Karena pemanasan global terjadi di lapisan troposfer (lapisan atmosfer terdekat dengan kehidupan manusia; tempat terjadinya berbagai fenomena cuaca), maka tidak bisa dipungkiri bahwa pemanasan global juga akan menyebabkan perubahan iklim (climate change). Diprediksikan bahwa perubahan iklim bisa menyebabkan musim kemarau yang semakin panjang serta musim hujan yang semakin pendek periodenya namun dengan peningkatan intensitas curah hujan (Meiviana dkk., 2004). Kedua hal tersebut: musim kemarau yang berkepanjangan serta tingginya curah hujan, sudah dirasakan masyarakat di tanah air. Kemarau panjang menyebabkan kegagalan pertanian dan kekurangan air bersih yang akut di berbagai tempat. Tingginya curah hujan menimbulkan bencana banjir di mana-mana. Beberapa ilmuwan juga mencoba menghubungkan perubahan iklim dengan semakin tingginya frekuensi dan intensitas badai (hurricane) yang terjadi di berbagai wilayah di bumi, utamanya belahan utara dan selatan bumi.

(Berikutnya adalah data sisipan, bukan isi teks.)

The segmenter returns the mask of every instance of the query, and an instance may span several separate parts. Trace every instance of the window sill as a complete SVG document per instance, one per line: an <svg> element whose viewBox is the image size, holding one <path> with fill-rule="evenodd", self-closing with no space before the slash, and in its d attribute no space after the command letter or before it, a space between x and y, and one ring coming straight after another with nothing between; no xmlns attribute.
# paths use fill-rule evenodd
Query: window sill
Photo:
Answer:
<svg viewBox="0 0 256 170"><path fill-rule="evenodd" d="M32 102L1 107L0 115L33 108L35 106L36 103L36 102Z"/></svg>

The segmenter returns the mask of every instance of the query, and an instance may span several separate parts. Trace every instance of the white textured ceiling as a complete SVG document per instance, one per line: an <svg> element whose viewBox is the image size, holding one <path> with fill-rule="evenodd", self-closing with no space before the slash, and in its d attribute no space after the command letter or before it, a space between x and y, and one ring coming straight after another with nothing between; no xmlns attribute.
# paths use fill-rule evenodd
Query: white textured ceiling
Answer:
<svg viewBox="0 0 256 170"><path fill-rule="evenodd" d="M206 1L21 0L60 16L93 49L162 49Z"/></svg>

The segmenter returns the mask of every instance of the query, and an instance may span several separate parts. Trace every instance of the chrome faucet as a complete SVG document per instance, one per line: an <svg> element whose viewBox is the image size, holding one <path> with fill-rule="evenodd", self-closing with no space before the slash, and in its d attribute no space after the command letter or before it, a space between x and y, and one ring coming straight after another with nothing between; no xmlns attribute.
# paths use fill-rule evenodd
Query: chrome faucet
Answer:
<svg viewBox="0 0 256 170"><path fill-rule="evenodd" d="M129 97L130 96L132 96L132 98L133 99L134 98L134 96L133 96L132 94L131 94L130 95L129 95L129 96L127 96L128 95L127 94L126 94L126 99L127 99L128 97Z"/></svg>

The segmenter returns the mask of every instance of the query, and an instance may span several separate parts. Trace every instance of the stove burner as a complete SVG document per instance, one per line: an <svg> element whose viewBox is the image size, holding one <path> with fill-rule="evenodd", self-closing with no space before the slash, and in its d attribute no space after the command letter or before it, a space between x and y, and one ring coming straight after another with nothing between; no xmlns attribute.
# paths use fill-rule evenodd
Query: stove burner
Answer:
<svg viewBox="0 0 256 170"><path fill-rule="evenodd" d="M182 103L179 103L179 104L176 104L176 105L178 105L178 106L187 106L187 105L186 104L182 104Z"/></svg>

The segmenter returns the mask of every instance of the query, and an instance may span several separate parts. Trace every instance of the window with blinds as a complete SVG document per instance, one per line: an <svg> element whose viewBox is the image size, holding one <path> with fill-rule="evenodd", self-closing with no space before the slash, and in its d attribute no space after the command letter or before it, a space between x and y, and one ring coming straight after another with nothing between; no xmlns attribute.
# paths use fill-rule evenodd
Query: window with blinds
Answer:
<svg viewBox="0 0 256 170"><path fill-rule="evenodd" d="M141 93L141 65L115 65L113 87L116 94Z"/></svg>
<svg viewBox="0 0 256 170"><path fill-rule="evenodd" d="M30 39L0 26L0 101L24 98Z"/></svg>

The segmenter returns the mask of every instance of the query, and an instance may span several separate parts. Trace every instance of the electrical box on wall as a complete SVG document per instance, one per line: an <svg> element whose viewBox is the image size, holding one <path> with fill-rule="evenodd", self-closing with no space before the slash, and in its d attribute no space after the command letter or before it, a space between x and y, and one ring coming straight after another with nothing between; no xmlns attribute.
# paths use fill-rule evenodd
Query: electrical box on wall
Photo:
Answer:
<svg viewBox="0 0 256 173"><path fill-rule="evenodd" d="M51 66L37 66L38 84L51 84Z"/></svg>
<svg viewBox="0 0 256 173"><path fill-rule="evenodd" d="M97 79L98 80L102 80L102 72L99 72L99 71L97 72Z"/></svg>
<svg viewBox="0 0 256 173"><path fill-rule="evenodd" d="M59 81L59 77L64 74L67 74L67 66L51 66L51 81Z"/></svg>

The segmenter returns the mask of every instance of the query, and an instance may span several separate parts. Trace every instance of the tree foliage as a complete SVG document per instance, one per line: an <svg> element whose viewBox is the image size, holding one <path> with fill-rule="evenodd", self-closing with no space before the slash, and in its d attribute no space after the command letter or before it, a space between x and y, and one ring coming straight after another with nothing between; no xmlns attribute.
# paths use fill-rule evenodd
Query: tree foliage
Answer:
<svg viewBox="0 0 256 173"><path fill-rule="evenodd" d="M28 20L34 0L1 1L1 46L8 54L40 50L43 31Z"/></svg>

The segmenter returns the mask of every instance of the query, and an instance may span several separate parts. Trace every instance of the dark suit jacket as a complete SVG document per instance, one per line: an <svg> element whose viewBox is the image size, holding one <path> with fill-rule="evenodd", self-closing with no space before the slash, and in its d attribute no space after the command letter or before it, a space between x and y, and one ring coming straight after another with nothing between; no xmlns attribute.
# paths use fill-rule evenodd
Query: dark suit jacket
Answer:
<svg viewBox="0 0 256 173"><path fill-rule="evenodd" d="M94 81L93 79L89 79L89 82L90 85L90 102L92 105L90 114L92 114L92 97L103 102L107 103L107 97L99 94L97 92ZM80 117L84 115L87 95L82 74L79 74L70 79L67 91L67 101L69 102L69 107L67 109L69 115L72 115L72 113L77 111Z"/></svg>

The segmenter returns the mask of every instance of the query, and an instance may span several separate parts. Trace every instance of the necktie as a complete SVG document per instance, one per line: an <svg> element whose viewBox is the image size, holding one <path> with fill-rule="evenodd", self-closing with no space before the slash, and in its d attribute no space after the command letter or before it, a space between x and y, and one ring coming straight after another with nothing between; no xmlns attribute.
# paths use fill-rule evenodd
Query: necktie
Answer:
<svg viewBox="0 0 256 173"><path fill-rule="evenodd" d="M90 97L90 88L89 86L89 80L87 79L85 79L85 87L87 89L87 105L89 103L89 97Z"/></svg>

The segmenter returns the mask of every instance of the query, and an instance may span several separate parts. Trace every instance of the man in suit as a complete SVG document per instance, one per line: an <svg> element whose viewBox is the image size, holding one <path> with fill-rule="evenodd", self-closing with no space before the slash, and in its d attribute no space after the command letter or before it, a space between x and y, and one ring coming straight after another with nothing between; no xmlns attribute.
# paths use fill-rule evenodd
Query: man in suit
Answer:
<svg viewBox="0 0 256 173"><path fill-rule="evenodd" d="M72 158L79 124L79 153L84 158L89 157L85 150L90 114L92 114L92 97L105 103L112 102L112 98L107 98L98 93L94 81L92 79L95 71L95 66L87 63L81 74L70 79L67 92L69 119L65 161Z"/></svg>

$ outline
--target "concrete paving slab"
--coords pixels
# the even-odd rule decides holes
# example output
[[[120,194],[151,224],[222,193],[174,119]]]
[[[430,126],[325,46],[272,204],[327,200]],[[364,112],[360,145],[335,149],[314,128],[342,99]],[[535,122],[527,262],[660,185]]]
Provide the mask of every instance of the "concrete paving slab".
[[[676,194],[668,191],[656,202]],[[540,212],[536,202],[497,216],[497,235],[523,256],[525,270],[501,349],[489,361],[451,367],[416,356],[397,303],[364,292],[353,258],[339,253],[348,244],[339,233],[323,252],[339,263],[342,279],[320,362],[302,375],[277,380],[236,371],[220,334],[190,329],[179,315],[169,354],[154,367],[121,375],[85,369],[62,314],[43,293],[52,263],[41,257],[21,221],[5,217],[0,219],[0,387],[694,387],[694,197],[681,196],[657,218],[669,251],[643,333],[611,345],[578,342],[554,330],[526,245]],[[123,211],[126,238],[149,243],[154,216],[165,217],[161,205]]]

Beberapa masalah kesehatan, seperti penyakit malaria dan demam berdarah, juga ditengarai mengalami peningkatan akibat perubahan iklim (Meiviana dkk., 2004). Kenaikan temperatur bisa menyebabkan lebih singkatnya periode pertumbungan nyamuk yang selanjutnya berperan dalam peningkatan wabah malaria dan demam berdarah.

Melihat bahaya yang bisa ditimbulkannya, sudah sepantasnya bila warga bumi bersegera melakukan berbagai daya upaya agar gangguan terhadap iklim yang dipicu oleh pemanasan global tidak semakin parah. Berbagai anomali cuaca bisa saja terjadi bila perubahan iklim semakin menjadi. Anomali tersebut menyebabkan manusia akan semakin sulit melakukan prediksi terhadap cuaca, yang selanjutnya akan mempengaruhi dunia penerbangan, kelautan, hingga transportasi darat.

Karena GRK didominasi oleh CO2 yang dihasilkan dari pembakaran bahan bakar fosil seperti batubara, miyak bumi, dan gas alam, maka masyarakat bisa berperan serta dengan melakukan berbagai penghematan; baik penghematan energi ataupun penghematan penggunaan barang-barang (karena pada dasarnya produksi berbagai barang juga memerlukan suplai energi). Peran pemerintah sangat diperlukan dalam melakukan berbagai regulasi di sektor industri, transportasi, dan rumah tangga untuk menjamin terjadinya pengurangan emisi CO2. Sumber-sumber energi terbarukan yang ramah lingkungan, seperti energi matahari, angin, biofuel, geothermal, biogas, dsb., perlu secepatnya digali dan diimplementasikan.

Kita berharap agar bumi kita yang hanya satu ini masih mampu menampung generasi-generasi manusia di masa mendatang. Oleh karena itulah, merupakan tugas kita bersama untuk menyembuhkan atmosfer kita yang sedang sakit.